Gold miners bullish percent is also back to the extreme low:
Senior gold miners are also priced at levels versus their cashflow that are the same as 2008 and 2000:
Source: Gold Versus Paper / Tocqueville
Global central banks continue to be net purchasers of gold, with significant additions in H1 2012. Plus, the current round of further global rate cuts is ensuring negative real interest rates are maintained, which keeps the allure of gold for diversification.
Source: Tocqueville / World Gold Council
I reproduce below Casey’s chart showing the close relationship between food prices and gold. Since this chart was published, gold has made its 9 month triangle with a base at $1550, whilst food prices pulled back to 200 – again a similar move for the two. But based on the acceleration in soft commodity prices in the last few weeks, the food price index is predicted to make new highs in H2 2012, which should imply gold also makes new highs.
Source: Casey Research (my food price line extension and forecast)
I am long gold, and I am presenting reasons for an upward breakout. So let me balance that by highlighting reasons why gold could break down.
One is continued dollar strength and continued Euro weakness. However, the Dollar-Euro bullish trade is currently overcrowded. Extreme bearishness in the Euro, like the bearishness in gold, makes it more likely a mean reversion will occur.
Two is a big deflationary episode. If leading indicators continue to fall or sovereign debt issues escalate to new accuteness or China’s slowdown morphs into a hard landing then we would likely see no asset escape from the sell-off, as in 2008 when gold was sold off to raise cash against other greater loss making trades.
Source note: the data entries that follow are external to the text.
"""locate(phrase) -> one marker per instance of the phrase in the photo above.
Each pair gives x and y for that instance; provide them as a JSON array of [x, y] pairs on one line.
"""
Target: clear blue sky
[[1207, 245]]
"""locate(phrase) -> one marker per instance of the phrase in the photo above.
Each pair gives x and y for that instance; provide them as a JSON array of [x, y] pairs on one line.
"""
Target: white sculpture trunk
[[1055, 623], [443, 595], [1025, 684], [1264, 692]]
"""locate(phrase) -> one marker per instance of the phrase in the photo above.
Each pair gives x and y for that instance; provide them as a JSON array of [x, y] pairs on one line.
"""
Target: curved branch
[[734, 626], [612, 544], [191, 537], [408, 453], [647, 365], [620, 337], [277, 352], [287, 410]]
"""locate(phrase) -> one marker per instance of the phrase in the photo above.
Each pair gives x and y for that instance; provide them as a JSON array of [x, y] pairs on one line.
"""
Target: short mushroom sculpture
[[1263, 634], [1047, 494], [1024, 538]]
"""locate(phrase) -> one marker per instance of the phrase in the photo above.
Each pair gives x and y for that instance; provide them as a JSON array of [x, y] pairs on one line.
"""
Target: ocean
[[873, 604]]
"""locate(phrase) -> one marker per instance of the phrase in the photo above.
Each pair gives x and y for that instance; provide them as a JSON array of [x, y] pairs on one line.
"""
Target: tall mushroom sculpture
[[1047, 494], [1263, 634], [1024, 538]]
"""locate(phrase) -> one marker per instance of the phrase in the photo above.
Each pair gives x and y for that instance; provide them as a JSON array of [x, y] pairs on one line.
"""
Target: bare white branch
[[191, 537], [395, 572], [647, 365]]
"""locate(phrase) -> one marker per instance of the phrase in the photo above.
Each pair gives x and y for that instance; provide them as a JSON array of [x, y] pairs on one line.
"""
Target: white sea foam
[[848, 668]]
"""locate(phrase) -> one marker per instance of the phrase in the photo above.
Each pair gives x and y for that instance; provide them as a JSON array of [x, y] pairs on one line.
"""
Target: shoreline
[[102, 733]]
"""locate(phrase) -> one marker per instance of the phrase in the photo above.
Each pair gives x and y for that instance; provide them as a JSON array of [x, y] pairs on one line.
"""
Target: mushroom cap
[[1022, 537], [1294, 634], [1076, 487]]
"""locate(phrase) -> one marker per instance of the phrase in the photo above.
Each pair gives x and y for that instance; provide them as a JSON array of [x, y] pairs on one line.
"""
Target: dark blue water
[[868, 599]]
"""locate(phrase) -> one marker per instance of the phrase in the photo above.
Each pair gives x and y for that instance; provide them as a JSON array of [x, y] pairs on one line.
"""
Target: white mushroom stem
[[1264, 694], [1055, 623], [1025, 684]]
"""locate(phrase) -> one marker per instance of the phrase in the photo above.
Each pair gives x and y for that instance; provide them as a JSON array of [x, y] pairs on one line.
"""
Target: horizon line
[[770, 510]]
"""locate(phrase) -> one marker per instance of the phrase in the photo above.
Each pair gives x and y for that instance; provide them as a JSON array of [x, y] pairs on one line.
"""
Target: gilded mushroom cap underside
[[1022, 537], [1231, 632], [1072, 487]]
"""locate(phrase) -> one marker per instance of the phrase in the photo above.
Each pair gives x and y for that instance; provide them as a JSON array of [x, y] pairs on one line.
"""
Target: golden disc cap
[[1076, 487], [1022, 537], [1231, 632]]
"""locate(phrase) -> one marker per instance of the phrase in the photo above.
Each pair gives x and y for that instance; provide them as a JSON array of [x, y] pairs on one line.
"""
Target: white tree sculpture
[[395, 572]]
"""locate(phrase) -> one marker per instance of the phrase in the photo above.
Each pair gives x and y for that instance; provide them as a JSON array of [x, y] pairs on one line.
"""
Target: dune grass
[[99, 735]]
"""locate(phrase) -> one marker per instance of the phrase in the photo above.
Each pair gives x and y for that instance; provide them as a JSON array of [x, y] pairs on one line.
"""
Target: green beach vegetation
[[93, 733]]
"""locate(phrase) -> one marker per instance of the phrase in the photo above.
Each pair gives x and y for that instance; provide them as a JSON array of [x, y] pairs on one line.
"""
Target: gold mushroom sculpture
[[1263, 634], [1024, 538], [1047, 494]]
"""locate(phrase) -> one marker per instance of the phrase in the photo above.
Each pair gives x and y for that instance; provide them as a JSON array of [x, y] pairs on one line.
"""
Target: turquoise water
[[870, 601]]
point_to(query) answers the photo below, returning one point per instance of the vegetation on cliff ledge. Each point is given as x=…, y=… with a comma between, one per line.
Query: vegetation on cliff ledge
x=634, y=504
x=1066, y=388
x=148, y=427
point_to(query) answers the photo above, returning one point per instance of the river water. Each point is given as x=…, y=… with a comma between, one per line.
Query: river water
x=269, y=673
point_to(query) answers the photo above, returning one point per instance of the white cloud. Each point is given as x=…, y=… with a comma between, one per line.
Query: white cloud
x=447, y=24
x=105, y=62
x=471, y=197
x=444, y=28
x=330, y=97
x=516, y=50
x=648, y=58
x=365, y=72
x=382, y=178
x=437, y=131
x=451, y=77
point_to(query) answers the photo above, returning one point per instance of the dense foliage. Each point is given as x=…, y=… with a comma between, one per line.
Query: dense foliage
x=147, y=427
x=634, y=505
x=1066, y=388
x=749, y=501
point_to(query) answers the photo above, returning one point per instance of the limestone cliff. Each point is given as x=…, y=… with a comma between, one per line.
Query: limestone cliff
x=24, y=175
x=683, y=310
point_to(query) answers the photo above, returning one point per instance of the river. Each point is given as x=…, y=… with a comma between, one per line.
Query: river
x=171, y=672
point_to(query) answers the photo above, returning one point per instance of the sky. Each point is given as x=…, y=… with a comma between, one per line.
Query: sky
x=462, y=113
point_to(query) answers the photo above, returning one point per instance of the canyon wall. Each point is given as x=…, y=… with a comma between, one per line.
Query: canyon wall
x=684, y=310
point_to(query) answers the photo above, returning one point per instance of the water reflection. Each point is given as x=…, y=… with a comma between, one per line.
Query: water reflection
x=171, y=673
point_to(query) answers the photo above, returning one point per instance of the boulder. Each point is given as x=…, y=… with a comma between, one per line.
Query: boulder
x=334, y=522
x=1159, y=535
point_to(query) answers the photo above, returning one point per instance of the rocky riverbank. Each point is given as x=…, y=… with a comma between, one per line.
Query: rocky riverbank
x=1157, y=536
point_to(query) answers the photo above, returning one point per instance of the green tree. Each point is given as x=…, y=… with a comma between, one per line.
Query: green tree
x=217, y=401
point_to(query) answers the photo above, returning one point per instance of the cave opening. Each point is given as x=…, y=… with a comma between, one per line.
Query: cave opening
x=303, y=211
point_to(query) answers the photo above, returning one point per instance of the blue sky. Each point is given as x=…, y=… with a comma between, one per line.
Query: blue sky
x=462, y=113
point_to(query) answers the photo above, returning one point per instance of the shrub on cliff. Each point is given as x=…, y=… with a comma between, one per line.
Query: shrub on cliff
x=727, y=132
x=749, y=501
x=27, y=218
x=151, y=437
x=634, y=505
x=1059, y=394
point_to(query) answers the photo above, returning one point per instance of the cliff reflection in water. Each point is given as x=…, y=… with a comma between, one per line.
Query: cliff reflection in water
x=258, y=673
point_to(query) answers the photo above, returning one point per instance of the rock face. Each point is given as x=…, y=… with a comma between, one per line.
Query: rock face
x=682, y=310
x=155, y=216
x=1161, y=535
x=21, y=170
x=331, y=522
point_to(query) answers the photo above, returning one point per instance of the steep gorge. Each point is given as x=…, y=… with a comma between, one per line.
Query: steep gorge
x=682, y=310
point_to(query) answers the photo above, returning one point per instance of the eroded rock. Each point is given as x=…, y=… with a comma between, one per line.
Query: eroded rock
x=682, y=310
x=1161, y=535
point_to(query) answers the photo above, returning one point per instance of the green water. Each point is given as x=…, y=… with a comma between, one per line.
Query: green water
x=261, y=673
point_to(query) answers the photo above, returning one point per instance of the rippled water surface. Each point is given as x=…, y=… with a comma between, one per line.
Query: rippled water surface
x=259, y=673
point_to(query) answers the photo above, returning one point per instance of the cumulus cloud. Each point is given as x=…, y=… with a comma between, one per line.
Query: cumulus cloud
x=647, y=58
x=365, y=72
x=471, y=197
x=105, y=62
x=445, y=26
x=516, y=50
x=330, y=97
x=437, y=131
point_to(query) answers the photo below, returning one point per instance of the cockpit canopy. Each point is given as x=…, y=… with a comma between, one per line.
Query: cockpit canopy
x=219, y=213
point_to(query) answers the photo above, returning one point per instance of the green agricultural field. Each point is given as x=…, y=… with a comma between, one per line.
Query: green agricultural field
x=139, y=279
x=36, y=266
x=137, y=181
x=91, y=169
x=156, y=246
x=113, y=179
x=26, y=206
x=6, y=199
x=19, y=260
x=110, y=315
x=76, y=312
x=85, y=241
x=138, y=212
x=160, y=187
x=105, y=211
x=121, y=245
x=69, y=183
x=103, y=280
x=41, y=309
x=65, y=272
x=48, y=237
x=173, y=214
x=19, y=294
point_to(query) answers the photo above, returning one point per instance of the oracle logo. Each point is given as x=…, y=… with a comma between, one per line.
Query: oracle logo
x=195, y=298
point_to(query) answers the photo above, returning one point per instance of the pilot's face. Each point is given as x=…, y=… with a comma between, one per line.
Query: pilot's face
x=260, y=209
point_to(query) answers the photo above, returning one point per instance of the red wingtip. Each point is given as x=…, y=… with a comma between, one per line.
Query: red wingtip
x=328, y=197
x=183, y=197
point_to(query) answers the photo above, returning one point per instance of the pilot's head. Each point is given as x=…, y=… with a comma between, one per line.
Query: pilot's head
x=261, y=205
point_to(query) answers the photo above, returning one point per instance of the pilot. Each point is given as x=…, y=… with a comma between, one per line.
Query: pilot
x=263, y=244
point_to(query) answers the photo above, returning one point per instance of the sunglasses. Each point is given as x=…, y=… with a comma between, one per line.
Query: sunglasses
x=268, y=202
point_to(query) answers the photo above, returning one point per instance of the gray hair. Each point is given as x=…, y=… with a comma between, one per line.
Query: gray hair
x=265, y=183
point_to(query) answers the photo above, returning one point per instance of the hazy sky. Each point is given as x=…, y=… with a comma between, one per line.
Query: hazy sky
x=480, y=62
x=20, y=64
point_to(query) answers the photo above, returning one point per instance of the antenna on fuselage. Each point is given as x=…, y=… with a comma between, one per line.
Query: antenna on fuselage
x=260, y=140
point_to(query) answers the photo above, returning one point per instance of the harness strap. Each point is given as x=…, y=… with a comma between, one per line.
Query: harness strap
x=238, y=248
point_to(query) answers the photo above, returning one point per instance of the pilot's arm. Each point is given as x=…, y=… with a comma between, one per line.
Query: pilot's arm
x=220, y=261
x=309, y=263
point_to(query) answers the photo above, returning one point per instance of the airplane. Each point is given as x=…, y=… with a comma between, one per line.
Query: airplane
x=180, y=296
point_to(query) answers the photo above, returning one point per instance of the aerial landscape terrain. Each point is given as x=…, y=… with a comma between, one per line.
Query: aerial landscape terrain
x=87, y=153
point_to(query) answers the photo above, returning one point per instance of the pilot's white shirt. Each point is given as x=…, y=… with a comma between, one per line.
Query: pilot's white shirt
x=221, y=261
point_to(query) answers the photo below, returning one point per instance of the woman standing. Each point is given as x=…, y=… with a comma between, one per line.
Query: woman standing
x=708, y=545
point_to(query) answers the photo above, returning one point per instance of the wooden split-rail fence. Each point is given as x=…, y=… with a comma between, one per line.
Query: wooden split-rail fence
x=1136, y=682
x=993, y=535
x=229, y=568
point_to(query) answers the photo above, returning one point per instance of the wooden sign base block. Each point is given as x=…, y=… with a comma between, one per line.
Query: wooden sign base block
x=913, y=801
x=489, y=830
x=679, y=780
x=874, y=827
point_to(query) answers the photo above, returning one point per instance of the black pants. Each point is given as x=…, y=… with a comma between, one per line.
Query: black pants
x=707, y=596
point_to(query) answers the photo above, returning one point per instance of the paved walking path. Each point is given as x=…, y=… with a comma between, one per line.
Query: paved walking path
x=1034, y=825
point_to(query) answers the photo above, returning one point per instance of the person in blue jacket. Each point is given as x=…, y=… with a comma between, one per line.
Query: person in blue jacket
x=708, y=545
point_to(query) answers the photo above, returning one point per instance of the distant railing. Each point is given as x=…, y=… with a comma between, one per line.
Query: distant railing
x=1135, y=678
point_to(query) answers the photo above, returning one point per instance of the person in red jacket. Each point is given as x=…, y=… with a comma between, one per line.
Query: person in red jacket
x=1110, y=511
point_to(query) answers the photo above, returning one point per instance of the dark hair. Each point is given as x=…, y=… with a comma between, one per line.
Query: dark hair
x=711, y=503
However, the technicals above reveal that gold and gold miners have already experienced a washout similar to 2008 over the past 9 months.
Thirdly, if gold already made its secular peak in 2011 then bearishness in gold and miners is likely to be the new norm, with just relief rallies inbetween. In that instance, gold would make a decisive breakdown from the large triangle, followed by a series of lower highs and lower lows. For gold to lose its luster in that way, other assets would have to become relatively more desirable. Real estate is showing signs of rebirth in the West, so that’s one possibility. European stocks are largely in single p/e valuations, which is a second possibility. If money were to pour into real estate and equities then that would imply the Kondratieff Winter was over the the Spring had arrived. New secular bulls in equities and real estate would be underway.
Ultimately I can’t buy the idea that gold topped in 2011 for these reasons. One, secular asset bulls typically end in a parabolic blow off and then steep fall. Gold has instead coiled near its highs. Two, we haven’t yet reached the previous secular extremes in gold:stocks and gold:realestate ratios. Gold is relatively expensive to both, but not extreme. Three, gold demand versus supply is not projected to invert until 2014. Four, by solar cycles, gold should peak shortly after the solar maximum, which is forecast for Spring 2013. Five, by secular cycles, we should see a second and higher inflation peak 5 years after the last (2008), i.e. 2013.
Bernanke’s testimony yesterday decreased the likelihood of QE3. Whilst that may be a short term disappointment for gold, it doesn’t need it, due to global maintenance of negative real interest rates. Nevertheless, gold remains devoid of momentum and languishing bearish. What will trigger the triangle break? If nothing else, time is close to running out.